Gigantic Bedbugs

The Albany Knickerbocker thus describes the bedbugs to be met with on the Hudson river:

“The bedbugs during the summer season, which navigate the Hudson in some of our steamboats, are of such uncommon size, that they are some times mistaken for a kind of rats. The deck hands amuse themselves by shooting them with shovels, after chasing them about the deck. One of the largest we have heard of lately knawed asunder the night before last, the big tow line that fastened the tow boat Jemima Wilkinson to the deck, greatly endangering the lives of the crew.

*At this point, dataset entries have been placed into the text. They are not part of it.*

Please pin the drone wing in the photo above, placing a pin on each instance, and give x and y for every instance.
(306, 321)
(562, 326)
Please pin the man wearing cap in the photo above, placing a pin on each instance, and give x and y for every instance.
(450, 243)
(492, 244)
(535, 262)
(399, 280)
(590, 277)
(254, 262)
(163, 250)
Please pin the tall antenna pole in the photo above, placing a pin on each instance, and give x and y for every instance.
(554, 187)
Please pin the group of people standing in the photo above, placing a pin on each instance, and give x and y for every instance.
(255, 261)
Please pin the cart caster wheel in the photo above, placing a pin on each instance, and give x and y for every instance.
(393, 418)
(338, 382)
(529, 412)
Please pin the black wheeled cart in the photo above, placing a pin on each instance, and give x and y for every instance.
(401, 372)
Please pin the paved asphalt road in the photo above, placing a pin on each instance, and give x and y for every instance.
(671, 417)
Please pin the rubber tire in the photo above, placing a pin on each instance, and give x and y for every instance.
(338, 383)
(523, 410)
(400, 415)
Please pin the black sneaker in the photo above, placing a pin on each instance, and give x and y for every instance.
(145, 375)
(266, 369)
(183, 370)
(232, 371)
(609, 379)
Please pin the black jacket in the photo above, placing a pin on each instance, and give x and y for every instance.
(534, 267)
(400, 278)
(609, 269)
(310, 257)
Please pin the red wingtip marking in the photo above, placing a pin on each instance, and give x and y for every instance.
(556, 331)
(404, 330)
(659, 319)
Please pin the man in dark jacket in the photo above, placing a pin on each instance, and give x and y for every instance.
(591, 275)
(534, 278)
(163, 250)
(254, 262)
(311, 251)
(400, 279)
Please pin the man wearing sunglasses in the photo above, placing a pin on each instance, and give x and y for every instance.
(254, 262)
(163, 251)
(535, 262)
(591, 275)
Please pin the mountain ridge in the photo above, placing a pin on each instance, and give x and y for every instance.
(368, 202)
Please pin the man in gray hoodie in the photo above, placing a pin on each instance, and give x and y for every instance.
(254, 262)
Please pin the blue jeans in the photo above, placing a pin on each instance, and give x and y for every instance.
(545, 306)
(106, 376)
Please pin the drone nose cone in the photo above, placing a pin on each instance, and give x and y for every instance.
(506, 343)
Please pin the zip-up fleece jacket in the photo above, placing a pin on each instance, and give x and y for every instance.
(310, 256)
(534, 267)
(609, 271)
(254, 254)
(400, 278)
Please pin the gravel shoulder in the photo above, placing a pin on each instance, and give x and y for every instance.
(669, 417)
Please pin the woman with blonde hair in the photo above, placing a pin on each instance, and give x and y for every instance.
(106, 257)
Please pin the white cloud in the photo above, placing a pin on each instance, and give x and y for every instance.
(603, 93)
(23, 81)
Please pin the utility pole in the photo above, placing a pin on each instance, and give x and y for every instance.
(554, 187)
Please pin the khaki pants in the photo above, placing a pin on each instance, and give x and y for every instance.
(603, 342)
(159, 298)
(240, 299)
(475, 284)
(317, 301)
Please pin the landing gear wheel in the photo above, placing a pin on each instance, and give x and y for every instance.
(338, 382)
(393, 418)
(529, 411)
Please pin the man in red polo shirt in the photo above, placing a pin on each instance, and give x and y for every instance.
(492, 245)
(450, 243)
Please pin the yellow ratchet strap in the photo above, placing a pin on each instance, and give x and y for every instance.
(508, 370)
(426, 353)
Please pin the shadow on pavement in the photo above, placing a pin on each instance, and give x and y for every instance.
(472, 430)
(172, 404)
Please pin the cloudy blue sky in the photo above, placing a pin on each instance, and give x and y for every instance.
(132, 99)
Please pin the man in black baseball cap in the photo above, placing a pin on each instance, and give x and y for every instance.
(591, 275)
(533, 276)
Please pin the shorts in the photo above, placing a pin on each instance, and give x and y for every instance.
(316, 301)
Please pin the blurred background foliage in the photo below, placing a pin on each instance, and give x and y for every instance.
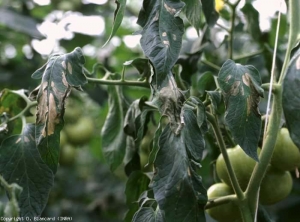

Those described by the Knickerbocker, don’t begin with some we have heard of in this city. A young man tells us of a great conflict he had with a band of these midnight assassins, one night last summer. He had just succeeded in getting into a sound sleep, when he was suddenly aroused by a terrible picking at his body. After slaying a number of the enemy, he endeavored to make his escape, by retreat, when a large fat fellow, who appeared to be the General, rallied new recruits, and the young man was taken up bodily by his antagonists, who succeeded in carrying him to the stairs, where, through the help of abed-fellow, who had become alarmed at the confussion, the poor fellow, made his escape out the front door, and was seen running towards the Jersey City Ferry, like a maniac.—N. Y. Paper.